Le Premier ministre malaisien, Anwar Ibrahim, tente de sauver le projet du naufrage. Il a annoncé la création d’une «zone financière spéciale», et des incitatifs tels qu’un taux avantageux pour l’impôt sur le revenu des résidents et des visas à entrées multiples. Mais les analystes sont sceptiques.
Les pressions sur Garden City pour qu’il rembourse ses créanciers «pourraient avoir un impact sur sa capacité à terminer des projets immobiliers à l’étranger», estime Bernard Aw, économiste en chef de la Coface pour l’Asie-Pacifique.
Située à trois heures de route de la capitale Kuala Lumpur, Forest City attire les visiteurs curieux d’observer ses gratte-ciels futuristes ou désireux d’acheter de l’alcool, qui y bénéficie d’une détaxe. «Tout le monde vient ici pour l’alcool», raconte Denish Raj, un Singapourien de 32 ans. «Je n’aimerais pas habiter ici, c’est une ville-fantôme.
Les rues sont sombres et dangereuses et il n’y a pas d’éclairage public.» Seuls les travailleurs étrangers, dont beaucoup viennent du Népal ou du Bangladesh, maintiennent un certain niveau d’activité en balayant les rues, taillant les arbustes ou en gardant les tours désertes.

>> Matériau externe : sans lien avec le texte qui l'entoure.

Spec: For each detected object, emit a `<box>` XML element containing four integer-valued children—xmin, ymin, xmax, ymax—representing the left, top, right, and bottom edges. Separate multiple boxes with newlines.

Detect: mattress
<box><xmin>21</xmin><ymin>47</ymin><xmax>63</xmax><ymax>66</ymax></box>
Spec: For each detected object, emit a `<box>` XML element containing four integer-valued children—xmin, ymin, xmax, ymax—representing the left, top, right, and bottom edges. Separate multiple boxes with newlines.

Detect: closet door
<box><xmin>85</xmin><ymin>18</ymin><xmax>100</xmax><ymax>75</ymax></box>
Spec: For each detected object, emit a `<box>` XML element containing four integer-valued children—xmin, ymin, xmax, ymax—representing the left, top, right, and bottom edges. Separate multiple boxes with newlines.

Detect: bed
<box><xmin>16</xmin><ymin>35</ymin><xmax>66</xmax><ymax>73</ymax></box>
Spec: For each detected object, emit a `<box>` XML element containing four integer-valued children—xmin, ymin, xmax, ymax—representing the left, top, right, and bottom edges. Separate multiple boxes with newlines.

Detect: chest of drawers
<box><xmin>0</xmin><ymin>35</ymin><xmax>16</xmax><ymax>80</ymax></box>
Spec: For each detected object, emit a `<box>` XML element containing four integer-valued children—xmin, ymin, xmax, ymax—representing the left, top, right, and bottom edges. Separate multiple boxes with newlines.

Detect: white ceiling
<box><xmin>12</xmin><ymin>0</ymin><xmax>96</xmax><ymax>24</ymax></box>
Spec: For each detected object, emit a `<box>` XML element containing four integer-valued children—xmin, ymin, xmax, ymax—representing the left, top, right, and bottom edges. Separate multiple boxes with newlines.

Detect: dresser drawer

Sur une plage artificielle jonchée de canettes de bière vides, quelques familles pique-niquent à l’ombre des palmiers, face à un panneau mettant en garde les baigneurs contre les crocodiles. «Je suis venu ici en vacances après avoir vu des vidéos sur TikTok», explique Nursziwah Zamri, un employé de 30 ans de l’Etat de Malacca. «Si vous me demandez si j’ai envie d’habiter ici, la réponse est non.»